I recommend the (free) magazine to anyone interested in acoustics:

http://www.sandv.com

As to the degree in acoustics, you could get the equivalent of two

semesters of grad level acoustics by reading Physical Acoustics by

Blackstock, a former acoustics prof who put about 40 years of acoustics

teaching experience into this book, which focuses on the physics of sound

more than engineering applications like Acoustical Engineering by Olson,

and unlike Olson presumes a basic understanding of partial differential

equations.
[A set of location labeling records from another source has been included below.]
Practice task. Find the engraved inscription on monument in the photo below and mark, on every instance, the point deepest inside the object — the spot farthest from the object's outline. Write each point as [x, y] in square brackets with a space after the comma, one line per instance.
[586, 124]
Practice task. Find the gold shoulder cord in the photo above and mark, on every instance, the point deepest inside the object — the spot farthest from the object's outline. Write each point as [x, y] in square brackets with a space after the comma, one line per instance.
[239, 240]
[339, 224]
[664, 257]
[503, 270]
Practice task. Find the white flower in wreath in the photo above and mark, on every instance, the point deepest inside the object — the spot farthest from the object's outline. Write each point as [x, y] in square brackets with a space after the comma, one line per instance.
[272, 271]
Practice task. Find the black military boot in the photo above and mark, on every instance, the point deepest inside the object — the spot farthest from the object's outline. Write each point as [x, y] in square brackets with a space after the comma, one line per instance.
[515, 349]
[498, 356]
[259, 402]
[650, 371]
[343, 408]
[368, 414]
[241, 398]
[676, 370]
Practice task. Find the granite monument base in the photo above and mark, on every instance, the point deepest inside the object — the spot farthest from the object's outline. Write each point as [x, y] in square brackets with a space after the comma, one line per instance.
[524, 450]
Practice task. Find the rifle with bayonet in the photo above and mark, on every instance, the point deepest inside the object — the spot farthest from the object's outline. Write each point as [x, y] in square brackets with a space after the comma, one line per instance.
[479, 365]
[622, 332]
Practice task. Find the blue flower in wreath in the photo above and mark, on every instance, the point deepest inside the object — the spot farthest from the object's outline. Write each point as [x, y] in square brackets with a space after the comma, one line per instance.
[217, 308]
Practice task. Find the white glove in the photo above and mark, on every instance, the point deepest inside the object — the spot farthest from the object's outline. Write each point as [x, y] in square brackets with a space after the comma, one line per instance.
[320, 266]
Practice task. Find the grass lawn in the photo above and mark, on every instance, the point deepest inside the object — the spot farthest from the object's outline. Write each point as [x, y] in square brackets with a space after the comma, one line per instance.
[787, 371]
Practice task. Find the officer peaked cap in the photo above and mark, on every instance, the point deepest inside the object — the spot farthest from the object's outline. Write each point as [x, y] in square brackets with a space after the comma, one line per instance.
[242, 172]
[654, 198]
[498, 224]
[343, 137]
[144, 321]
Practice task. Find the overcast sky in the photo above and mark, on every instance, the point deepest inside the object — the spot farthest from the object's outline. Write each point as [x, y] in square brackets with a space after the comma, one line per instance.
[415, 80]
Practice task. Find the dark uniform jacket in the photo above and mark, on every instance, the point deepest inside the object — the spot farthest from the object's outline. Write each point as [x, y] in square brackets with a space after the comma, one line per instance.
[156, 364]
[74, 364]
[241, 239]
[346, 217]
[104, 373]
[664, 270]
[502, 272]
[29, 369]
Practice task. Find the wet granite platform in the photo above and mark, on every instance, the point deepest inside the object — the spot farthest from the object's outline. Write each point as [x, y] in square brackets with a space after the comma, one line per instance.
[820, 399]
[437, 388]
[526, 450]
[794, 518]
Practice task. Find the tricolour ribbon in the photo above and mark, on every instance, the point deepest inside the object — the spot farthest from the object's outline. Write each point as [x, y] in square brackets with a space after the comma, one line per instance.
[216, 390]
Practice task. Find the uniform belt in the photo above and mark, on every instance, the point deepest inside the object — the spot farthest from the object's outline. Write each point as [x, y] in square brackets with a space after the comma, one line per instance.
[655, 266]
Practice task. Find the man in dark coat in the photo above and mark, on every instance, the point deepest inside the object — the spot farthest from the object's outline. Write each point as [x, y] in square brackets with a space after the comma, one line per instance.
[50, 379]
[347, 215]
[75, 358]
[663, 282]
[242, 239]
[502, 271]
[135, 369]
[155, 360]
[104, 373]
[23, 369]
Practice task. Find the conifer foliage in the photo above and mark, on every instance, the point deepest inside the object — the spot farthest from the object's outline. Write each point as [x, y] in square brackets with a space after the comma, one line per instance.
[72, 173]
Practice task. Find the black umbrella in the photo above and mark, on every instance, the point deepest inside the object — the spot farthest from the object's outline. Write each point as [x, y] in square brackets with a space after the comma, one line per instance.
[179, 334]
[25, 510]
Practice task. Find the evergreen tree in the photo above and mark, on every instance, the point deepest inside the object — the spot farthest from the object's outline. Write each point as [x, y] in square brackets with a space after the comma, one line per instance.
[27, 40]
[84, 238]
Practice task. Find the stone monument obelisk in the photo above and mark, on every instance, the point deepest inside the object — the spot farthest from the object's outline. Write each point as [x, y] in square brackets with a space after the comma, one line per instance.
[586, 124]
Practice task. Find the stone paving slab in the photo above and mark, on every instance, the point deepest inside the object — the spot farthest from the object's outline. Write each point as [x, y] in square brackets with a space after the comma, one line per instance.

As far as I know Blackstock is the only acoustics book author

who completely derives the wave equation for sound in an ideal gas from

basic principles of conservation and continuity, with all assumptions

fully justified.

Having now extolled the virtues of Blackstock's book several times now I

suppose I should admit to having worked as a 'student observer' in his

acoustics lab at U of Rochester in the summer of '68, collecting data on

several entertaining shock wave and non-linear propagation experiments.